La frase la  golpeó  como una bofetada en pleno rostro, aunque  desde muy pequeña la  escuchó  muchas veces,  pues es  un hábito bien arraigado en nuestra  cotidianidad.

Considerar a las que permanecen en el hogar desde muy temprano hasta  bien avanzada la noche, sin apenas tener un minuto de sosiego como no trabajadoras, por el simple hecho de estar desvinculadas de un centro laboral, es una de las  maneras más sutiles de omitirlas  y minimizarlas;  y si tenemos  en cuenta cuánto se lucha hoy para  eliminar la violencia contra la Mujer y las Niñas en cualquiera de sus aristas, reflexionemos, porque  ésta  es una de ellas.

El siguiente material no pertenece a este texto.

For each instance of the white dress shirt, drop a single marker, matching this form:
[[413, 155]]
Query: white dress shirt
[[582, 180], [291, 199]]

Sé que a Ud. podrá parecerle  mi mensaje  algo extremista, pero intercambie con una de ellas sobre sus quehaceres diarios y  seguramente,  escuchará: “Yo trabajo en mi hogar 24 horas diarias, soy madre, mujer, hija, soy el despertador, la cocinera, sirvo a todos en casa, soy niñera, enfermera, trabajadora manual, soy agente de seguridad, la consejera, hago mandados, lavo, plancho y limpio; No tengo vacaciones, ni recibo licencia de maternidad y si me enfermo debo continuar haciéndolo todo, tampoco  tengo  día franco;  trabajo día y noche,  hago guardia todo el tiempo y no recibo salario, ni estimulación.

Usemos la empatía a la hora de  juzgar el trabajo de la mujer  dentro de casa, reconozcamos siempre el  esfuerzo  y la consagración que desprenden, para que la familia marche unida, feliz  y se  desarrolle a plena capacidad. ¿Es muy importante  ofrecerle respeto y apoyo? ¡Pues ellas, también lo necesitan!